Interesting...if you have 8 consecutive losses straightaway, your prob(ruin) changes from 0.04 to 0.9999 in the next 100 tosses? What if you have only 4 consecutive losses that brings you to $6(point of capital path), what is the change in prob(ruin) for the next 100 tosses?
No, timmy, I mean Bill, I mean timmy, YOU don't understand. Bill's argument is wrong because, as I patiently explained, p^n or (1-p)^n makes NO SENSE because p (the "risk of ruin" in Bill's notation) IS ALREADY BASED ON MULTIPLE TRIALS. So you and he (assuming you're not just his sockpuppet) are wrong. Insanity is often defined as doing the same thing over and over and expecting a different result. I would say this definition also applies to a certain form of stupidity, the kind exemplified by you and Bill. Simply repeating the same nonsense over and over doesn't eventually make the nonsense correct, but it does emphasize what uneducable fools the two of you are.

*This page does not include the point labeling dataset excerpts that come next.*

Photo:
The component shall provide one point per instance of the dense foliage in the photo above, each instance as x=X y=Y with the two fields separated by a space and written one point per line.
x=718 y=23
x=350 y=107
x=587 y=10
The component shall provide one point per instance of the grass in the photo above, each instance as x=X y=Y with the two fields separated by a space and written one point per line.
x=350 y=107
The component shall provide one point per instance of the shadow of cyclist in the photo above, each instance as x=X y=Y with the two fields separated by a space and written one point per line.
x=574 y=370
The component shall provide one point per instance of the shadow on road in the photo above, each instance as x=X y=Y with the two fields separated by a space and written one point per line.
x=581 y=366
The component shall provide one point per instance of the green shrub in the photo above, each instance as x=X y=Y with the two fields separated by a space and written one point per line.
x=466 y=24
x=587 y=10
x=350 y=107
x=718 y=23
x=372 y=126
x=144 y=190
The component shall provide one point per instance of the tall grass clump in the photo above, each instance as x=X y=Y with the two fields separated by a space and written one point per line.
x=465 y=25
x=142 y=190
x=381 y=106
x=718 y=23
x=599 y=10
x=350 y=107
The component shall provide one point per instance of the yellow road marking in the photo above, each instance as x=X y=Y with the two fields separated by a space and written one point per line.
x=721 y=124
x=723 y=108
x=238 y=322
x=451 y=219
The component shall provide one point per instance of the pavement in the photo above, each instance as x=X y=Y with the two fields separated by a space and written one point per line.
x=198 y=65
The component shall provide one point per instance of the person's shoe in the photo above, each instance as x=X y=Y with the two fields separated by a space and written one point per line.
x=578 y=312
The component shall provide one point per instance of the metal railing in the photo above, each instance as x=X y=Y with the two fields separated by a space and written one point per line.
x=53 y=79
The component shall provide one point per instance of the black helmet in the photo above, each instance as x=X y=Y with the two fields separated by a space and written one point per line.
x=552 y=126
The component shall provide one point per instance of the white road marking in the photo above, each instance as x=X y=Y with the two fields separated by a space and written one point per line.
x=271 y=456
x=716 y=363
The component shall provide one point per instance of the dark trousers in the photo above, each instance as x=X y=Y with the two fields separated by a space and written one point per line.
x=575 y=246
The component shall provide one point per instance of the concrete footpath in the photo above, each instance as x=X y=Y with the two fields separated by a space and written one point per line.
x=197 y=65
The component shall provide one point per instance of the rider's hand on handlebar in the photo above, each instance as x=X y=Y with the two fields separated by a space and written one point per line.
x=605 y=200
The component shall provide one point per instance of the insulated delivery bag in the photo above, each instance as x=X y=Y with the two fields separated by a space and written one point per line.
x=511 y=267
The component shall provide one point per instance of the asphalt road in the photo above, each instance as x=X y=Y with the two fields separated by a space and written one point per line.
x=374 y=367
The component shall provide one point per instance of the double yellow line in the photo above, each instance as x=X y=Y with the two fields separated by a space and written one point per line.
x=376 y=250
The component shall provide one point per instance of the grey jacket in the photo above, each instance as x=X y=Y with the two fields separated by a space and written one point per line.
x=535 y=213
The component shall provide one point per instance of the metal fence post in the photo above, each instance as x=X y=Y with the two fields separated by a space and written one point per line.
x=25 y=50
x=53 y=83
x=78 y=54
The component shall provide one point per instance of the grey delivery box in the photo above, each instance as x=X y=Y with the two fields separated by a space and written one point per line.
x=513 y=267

Right you are indeed, my friend, right you are. It's definitely insane for anyone to try to talk any sense with kut2k2; I advise everyone to just stop trying. It's pointless. There's no chance he's going to recognize he's doesn't understand probabilities, or basic math, or basic boolean logic.
If you set T = oo I think you get: R{oo|X|C}= ((q/p)^(C-X) - (q/p)^oo)/(1 - (q/p)^oo) If q > p then we get R{oo|X|C}}= ((q/p)^(C-X) - oo)/(1 - oo) which for (C-X) < oo is equivalent to: R{oo|X|C}= ((q/p)^(C-X) - oo)/(1 - oo) = oo/oo Now, the limit is not defined as oo/oo doesn't equal to 1. This may imply one or more of the following: 1. The limit can be any number for T = oo 2. The method followed doesn't apply at the limit of oo 3. The method followed doesn't apply at all
Well done. Add the fourth possibility with P =1 4. Kut2k2bunka is an idiot and a crank who divides inf by inf and gets 1.